Tuesday, 30 January 2024: 9:30 AM
302/303 (The Baltimore Convention Center)
Hazardous convective weather (HCW; i.e. tornadoes, large hail, and severe wind) is a significant, damaging phenomenon of extreme weather. However, the degree to which HCW distributions will change spatially and temporally during early-season months over the course of the 21st century is unknown, in part associated with the high computational cost of performing global convection-permitting climate model simulations. We used the Weather Research and Forecasting (WRF) Model to conduct convection-permitting (4 km) simulations in order to understand changes in early-season (i.e. January - April) HCW over the continental United States due to anthropogenic climate change. Simulations were performed for two ten-year climate epochs: a historical period (1991-2000) and a future period forced by Representative Concentration Pathway 8.5 (2091-2100) to analyze climate change effects on HCW. Changes in HCW were quantified in two ways: through changes in HCW environmental favorability, and through proxies for HCW occurrence (namely, updraft velocity > 18 m/s).

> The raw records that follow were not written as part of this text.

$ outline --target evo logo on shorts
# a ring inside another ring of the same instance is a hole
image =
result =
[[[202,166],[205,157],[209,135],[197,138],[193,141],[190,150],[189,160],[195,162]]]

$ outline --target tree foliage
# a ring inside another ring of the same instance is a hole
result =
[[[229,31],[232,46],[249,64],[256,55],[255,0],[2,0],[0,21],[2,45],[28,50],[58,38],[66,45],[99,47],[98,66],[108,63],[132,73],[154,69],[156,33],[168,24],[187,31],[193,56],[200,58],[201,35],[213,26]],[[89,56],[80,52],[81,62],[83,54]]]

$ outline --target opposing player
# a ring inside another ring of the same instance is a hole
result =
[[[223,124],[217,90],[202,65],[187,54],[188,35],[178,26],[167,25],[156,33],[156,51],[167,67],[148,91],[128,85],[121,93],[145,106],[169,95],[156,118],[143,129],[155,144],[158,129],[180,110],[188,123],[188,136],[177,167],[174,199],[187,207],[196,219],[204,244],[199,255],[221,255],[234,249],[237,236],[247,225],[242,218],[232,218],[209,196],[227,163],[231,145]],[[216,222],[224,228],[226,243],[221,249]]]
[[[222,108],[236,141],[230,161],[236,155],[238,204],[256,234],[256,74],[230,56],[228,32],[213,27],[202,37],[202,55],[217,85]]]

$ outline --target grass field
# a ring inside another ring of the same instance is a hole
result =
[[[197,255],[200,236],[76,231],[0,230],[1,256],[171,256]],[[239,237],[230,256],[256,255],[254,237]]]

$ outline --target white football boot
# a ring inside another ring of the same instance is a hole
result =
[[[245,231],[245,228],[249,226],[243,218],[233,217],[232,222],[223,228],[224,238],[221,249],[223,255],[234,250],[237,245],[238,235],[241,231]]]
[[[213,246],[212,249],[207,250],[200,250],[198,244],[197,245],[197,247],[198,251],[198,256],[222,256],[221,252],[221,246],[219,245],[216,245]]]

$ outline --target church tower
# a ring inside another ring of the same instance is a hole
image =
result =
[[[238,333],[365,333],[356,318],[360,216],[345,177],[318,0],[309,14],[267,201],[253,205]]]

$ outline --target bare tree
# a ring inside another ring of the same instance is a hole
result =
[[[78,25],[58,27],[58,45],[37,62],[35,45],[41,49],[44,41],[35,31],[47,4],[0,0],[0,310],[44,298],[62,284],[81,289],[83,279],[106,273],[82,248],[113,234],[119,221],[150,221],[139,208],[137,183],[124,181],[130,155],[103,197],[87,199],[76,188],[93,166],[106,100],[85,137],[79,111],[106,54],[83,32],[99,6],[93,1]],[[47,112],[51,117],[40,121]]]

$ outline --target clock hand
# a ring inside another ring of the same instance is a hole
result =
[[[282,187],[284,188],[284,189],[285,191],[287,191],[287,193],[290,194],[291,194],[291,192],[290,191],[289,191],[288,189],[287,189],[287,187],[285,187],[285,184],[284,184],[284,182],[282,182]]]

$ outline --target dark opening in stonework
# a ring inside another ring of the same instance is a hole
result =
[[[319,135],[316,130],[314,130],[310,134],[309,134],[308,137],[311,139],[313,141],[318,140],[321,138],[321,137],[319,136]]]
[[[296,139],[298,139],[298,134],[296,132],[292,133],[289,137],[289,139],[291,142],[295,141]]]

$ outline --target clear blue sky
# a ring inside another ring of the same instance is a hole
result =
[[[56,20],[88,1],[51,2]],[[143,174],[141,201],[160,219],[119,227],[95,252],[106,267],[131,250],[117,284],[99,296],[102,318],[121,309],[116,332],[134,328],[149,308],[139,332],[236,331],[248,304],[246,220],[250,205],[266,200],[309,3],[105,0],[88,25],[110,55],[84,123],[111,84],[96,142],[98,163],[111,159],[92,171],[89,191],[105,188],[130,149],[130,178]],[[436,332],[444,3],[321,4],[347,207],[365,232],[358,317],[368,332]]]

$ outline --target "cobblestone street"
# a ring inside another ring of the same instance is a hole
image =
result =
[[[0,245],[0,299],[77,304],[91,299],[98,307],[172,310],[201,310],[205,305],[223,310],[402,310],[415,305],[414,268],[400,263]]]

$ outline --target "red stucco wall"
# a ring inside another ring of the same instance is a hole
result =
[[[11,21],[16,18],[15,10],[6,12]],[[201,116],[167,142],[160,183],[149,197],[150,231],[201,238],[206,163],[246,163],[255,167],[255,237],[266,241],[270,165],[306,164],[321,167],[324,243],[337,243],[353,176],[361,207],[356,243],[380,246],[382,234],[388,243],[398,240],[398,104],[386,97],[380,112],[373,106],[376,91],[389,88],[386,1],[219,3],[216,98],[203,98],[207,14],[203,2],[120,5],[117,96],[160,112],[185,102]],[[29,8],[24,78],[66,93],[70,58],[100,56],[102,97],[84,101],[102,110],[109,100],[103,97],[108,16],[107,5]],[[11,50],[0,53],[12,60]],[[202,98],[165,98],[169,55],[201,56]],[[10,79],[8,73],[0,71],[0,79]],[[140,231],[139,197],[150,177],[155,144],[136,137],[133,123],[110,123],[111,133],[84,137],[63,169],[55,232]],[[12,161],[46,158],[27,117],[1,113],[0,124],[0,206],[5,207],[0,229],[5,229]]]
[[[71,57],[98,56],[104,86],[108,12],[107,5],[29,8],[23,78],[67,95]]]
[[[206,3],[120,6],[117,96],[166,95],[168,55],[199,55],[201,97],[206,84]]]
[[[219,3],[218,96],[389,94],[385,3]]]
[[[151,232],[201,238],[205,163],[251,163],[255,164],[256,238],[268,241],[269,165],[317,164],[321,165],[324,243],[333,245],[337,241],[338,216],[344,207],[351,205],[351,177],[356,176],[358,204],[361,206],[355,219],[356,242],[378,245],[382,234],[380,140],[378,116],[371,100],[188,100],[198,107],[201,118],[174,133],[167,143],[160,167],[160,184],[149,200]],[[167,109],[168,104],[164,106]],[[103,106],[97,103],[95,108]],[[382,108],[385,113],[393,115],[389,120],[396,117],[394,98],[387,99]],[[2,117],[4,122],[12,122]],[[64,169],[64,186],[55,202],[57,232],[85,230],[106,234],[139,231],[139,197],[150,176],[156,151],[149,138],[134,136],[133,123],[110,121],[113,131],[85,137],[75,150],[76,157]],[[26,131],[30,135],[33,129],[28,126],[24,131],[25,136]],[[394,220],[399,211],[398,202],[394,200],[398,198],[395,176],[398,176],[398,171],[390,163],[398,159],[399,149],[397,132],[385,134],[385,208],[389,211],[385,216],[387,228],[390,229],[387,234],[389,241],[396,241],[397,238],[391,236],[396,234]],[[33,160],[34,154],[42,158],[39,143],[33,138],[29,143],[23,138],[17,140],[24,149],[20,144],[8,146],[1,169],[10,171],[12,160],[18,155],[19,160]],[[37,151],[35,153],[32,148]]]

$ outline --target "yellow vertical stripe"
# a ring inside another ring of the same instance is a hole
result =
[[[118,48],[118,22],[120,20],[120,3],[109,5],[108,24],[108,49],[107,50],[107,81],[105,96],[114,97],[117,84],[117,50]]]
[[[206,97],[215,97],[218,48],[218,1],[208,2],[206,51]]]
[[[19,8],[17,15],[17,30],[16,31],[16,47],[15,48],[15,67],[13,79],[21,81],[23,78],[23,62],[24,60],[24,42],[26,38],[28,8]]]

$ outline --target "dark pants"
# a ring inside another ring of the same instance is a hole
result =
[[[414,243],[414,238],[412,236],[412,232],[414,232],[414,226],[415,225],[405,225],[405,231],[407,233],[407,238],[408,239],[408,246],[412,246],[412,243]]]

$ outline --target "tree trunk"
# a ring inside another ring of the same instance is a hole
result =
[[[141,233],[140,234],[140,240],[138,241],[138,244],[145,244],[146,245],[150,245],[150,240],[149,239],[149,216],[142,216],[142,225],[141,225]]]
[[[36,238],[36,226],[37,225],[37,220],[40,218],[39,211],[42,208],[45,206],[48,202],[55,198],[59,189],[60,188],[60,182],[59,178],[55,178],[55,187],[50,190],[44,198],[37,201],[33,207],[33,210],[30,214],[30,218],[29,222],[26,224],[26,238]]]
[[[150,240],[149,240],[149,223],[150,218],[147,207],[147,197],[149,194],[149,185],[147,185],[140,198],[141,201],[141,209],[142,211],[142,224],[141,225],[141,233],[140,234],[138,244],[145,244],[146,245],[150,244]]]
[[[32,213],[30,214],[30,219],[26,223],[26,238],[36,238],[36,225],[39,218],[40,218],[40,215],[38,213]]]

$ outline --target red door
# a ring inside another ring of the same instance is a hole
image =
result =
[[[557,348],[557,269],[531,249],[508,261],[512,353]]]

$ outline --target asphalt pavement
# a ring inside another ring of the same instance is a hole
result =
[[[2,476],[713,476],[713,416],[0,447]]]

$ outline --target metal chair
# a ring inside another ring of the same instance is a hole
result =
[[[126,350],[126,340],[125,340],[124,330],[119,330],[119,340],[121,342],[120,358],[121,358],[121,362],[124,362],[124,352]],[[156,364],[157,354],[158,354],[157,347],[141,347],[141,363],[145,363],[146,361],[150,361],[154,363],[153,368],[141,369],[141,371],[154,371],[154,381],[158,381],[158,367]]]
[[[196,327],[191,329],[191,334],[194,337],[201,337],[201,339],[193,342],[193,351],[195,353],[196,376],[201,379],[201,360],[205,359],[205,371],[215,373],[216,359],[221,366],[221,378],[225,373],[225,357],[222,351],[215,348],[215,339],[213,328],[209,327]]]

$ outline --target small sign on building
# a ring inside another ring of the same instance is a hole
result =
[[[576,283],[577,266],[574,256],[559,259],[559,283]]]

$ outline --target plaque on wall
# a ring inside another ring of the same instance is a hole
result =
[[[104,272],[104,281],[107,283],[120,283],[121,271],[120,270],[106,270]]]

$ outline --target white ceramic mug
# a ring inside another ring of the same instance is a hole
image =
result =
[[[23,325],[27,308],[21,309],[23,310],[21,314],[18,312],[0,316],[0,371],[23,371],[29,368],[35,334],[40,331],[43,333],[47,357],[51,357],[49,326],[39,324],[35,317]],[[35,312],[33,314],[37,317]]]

HCW environmental favorability, defined by large-scale environmental variables, is found to increase substantially across all months simulated between the historical and future climates, with the greatest absolute increases in April. The increase in environmental favorability is primarily driven by a changing thermodynamic environment, with substantial projected increases in CAPE and CIN (102% increase in CAPE > 500 J/kg; 173% increase in CIN > 100 J/kg), while kinematic profiles (SRH, 0-6 km wind shear) were not projected to change substantially between climate states. Additionally, HCW proxies are also projected to increase between the historical and future climates, both in terms of absolute probability of occurrence and in terms of probability conditional on the presence of a favorable environment. Finally, we utilize a random forest model to test the ability of machine learning to enhance projections from coarser resolution (27 km) simulations of the same climate epochs. If the machine learning model can successfully predict storm-scale variables from coarser resolution data, future computational costs could be reduced by performing coarse resolution global climate simulations and applying machine learning as post-processing to infer information at finer spatial scales.